Recientemente el Ayuntamiento ha renovado el contrato que
mantiene con Adif por la cesión de los terrenos en los que se ubican los pocos
vestigios que se mantienen en pie, como son la caseta del guardia, el lavadero
y la base de una de las torres de vigilancia.
Sin embargo, la divulgación que se realiza del lugar, incluso a
nivel local, es ínfima. No existen carteles que informen de su existencia,
desconocida aún para muchos mirandeses, ni tampoco de cómo llegar.
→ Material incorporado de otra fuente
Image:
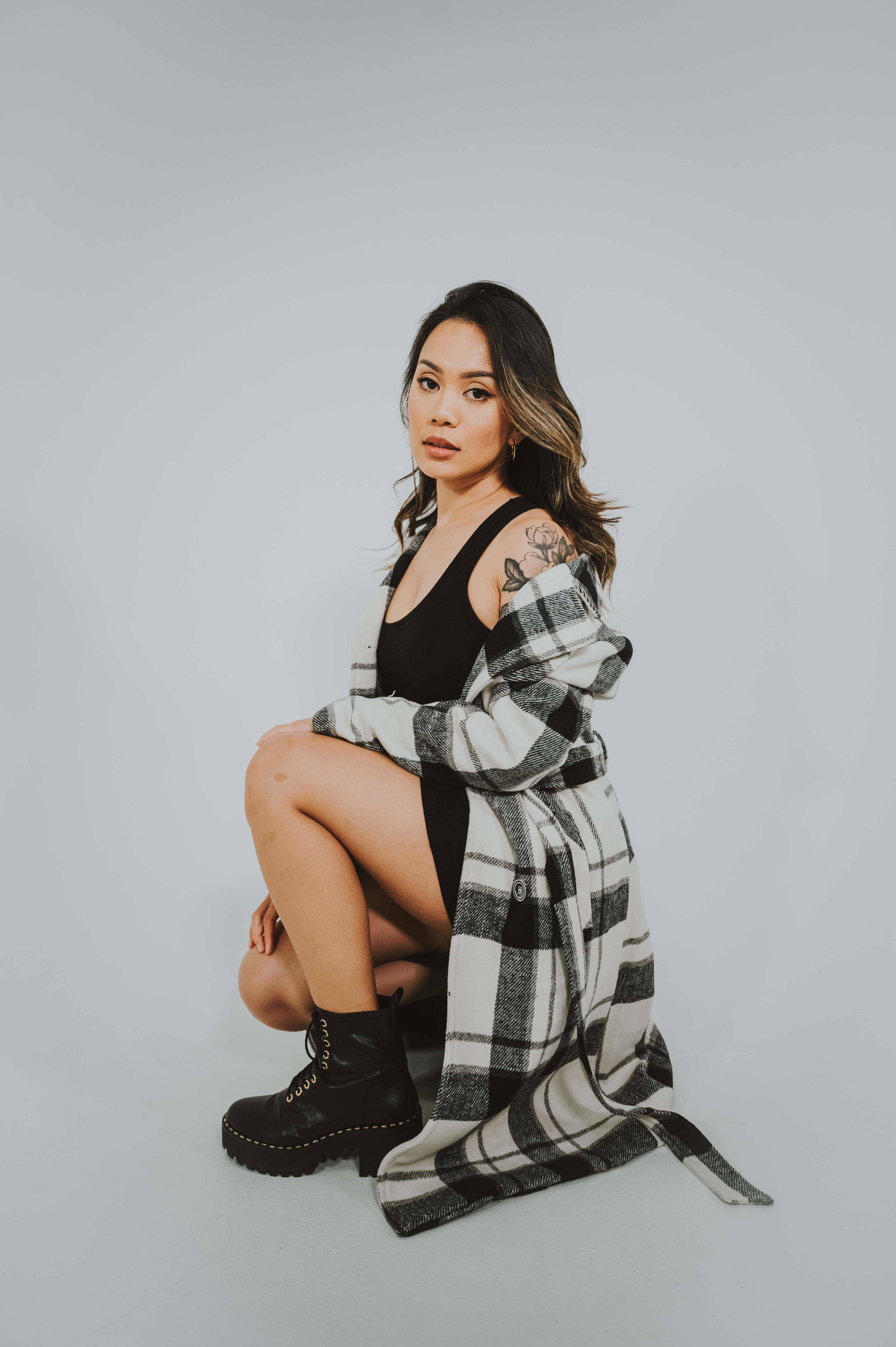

El acceso se
realiza a través de un camino secundario, escondido en la pequeña franja que
queda entre las vías y el complejo fabril que se levanta en la parcela que en
su día ocupó el campo, y un panel con una breve reseña histórica es el único
recuerdo «a cuantos estuvieron aquí presos por defender nuestra libertad», como
reza el pequeño monolito levantado con motivo del 50 aniversario de la Guerra
Civil.
Además, la lavandería y el muro han sufrido recientemente
ataques vandálicos por lo que sus paredes, completamente pintadas, presentan un
aspecto desolador poco acorde a la historia que encierran.
Tampoco el documental que elaboró la Asociación de Memoria
Histórica, que incluía recreaciones virtuales y testimonios de prisioneros, ha
tenido la difusión esperada por la falta de apoyo de las administraciones. Aún
así, el colectivo espera poder reeditarlo próximamente, lo que al menos,
aportaría un poco de luz a un capítulo oscuro que no se debería olvidar.